Hit songwriter and producer Eddie Schwartz (Pat Benatar's "Hit Me With Your Best Shot" among many others) just released his new EP "Film School", and to celebrate we asked him to tell us about the song "We Win". Here is the story:
"We Win" saved my life. I know that sounds a little over the top, but that's how I feel about that song. So here's the story. In 1997 I moved my wife and two young kids from Toronto Canada to Nashville, Tennessee, and promptly got into the Nashville songwriting two-step, which is writing two songs a day, five days a week. I'd do one writing session in the morning from 10am to 1, then an hour for lunch and then another writing session in the afternoon from 2 to 5. Writing with different people, artists, other songwriters - so I was writing something like 10 songs a week. Now before that, when I wrote songs I took my time. If I wasn't happy with a song I was working on and it took a week or a month or even years, that was the time I took. FYI, "Hit Me With Your Best Shot" literally took years to write. So the Nashville songwriting scene was very intense, and a world away from how I wrote before. Don't get me wrong, I met some amazing writers and artists, like Gary Levox of Rascal Flatts ( we wrote "See Me Through" with Bruce Miller), and it was an amazing experience. But after doing it for a number of years, I realized that I was burnt out and not writing the songs I wanted and needed to write.

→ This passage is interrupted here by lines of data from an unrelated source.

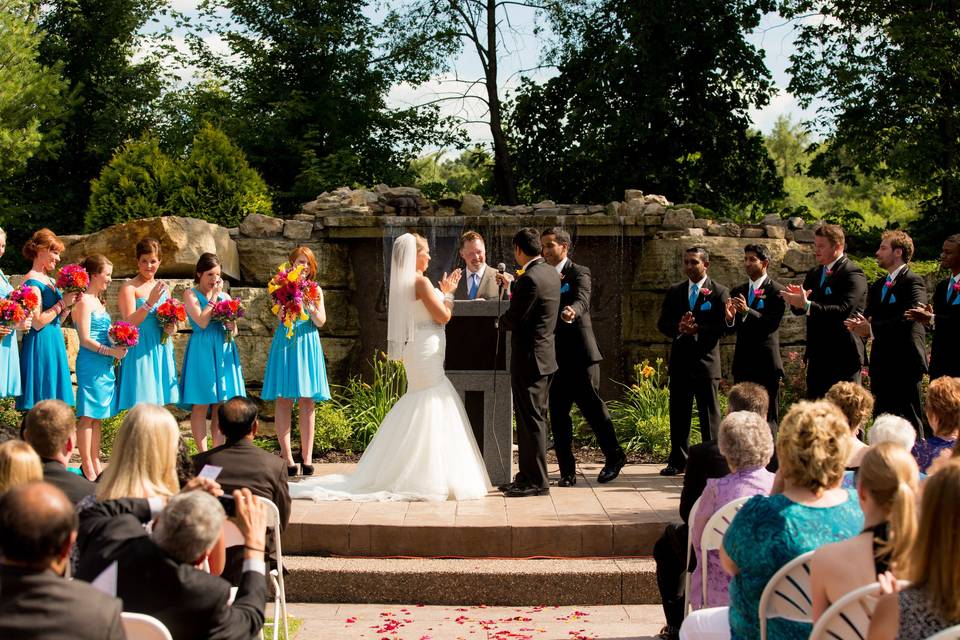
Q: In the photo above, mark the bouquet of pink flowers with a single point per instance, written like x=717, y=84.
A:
x=228, y=311
x=171, y=312
x=73, y=279
x=123, y=334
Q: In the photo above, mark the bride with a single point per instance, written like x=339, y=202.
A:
x=424, y=449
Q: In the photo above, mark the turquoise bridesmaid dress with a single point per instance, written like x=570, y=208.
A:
x=148, y=373
x=211, y=371
x=96, y=380
x=44, y=372
x=9, y=354
x=295, y=366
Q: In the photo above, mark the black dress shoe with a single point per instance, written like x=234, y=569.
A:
x=612, y=468
x=523, y=491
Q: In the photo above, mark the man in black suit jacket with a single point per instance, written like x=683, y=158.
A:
x=38, y=526
x=532, y=320
x=50, y=428
x=754, y=312
x=830, y=294
x=693, y=317
x=943, y=316
x=158, y=574
x=243, y=464
x=898, y=357
x=578, y=378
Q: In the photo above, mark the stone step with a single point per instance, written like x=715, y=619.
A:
x=607, y=581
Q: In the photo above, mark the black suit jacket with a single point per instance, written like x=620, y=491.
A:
x=532, y=320
x=190, y=602
x=42, y=605
x=576, y=343
x=898, y=344
x=699, y=356
x=843, y=294
x=758, y=332
x=945, y=353
x=76, y=487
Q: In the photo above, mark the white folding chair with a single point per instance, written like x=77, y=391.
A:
x=950, y=633
x=138, y=626
x=787, y=594
x=686, y=567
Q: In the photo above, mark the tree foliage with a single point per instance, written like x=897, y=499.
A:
x=649, y=95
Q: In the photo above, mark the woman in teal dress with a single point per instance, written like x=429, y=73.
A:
x=96, y=380
x=211, y=372
x=296, y=372
x=44, y=371
x=149, y=372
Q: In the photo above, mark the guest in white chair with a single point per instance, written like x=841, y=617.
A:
x=887, y=484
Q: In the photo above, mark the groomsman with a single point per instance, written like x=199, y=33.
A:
x=898, y=357
x=693, y=318
x=578, y=378
x=831, y=293
x=754, y=312
x=943, y=316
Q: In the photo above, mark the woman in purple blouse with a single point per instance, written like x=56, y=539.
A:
x=747, y=445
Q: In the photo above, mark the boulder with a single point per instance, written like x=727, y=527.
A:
x=183, y=241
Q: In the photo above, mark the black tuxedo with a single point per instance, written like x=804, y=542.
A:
x=694, y=365
x=190, y=602
x=945, y=352
x=246, y=465
x=898, y=357
x=75, y=487
x=532, y=320
x=833, y=354
x=42, y=605
x=578, y=378
x=756, y=357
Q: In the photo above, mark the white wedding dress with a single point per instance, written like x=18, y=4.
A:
x=425, y=448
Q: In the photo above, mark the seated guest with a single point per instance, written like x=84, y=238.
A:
x=50, y=427
x=856, y=403
x=19, y=464
x=37, y=528
x=887, y=485
x=243, y=464
x=930, y=604
x=191, y=603
x=704, y=461
x=746, y=444
x=943, y=414
x=769, y=531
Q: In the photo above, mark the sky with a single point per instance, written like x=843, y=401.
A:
x=521, y=52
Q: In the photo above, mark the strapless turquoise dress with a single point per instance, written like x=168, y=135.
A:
x=96, y=378
x=44, y=372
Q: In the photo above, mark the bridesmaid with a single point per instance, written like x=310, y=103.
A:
x=211, y=371
x=149, y=372
x=96, y=380
x=9, y=350
x=296, y=371
x=44, y=372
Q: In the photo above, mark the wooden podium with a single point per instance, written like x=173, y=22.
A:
x=477, y=363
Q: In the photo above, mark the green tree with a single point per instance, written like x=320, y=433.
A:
x=137, y=183
x=29, y=91
x=650, y=95
x=216, y=183
x=888, y=78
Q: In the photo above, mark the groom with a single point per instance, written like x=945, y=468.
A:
x=532, y=319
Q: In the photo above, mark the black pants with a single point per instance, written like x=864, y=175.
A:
x=530, y=399
x=683, y=391
x=580, y=385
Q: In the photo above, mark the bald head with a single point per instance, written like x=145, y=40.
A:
x=37, y=523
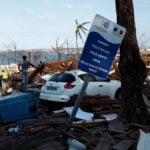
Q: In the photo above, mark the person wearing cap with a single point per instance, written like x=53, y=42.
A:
x=23, y=67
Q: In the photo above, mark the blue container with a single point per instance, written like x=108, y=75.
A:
x=19, y=106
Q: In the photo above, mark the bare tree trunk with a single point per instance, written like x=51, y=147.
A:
x=132, y=68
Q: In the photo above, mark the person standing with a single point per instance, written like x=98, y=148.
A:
x=23, y=67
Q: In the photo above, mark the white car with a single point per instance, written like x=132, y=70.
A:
x=62, y=85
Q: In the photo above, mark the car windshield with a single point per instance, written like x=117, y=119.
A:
x=92, y=78
x=62, y=77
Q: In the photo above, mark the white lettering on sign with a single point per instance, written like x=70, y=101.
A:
x=94, y=67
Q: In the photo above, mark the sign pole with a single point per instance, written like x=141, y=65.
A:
x=78, y=101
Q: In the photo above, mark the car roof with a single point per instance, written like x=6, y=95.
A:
x=77, y=72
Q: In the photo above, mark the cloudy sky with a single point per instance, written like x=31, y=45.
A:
x=31, y=24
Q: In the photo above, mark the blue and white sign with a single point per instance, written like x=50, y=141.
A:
x=101, y=46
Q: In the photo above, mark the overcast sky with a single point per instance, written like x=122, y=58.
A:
x=32, y=24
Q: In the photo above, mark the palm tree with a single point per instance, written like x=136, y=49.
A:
x=79, y=28
x=132, y=68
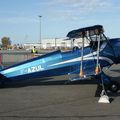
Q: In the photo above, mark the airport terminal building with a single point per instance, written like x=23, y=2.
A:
x=55, y=43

So I quit, took a long break, and got very involved working on copyright and authors' rights issues, which are very challenging now, and have been for some time.
I did try to write and I had a lot of encouragement from my family and friends here in Nashville and elsewhere, but I just couldn't find my way back to how I wrote songs before my Nashville years. I spent a lot of time with a guitar in my hands staring at a blank page. I didn't give up. I'd walk away and come back a day later - or a week and had some ideas that I thought were worth pursuing. But the page stayed blank.
I felt if I was going to write songs again, I needed to have something meaningful to say, something hopeful at a time when for me, and maybe for a lot of other people, hope was in short supply.
I remember sitting holding my guitar in my small writing room - I sort of had some music I liked, but no ideas for lyrics. And then too very short words came to me - "we win". I started singing them to the chord changes I had and it was one of those moments you never forget. "If love counts for something, we win" It was a tremendous relief. It felt like I had found my way home, that I had an idea that was worth devoting time to and getting right, and maybe even worth sharing once it was ready.
It was the breakthrough I very much needed, and over the next few months I was able to finish "We Win" and the other songs on Film School.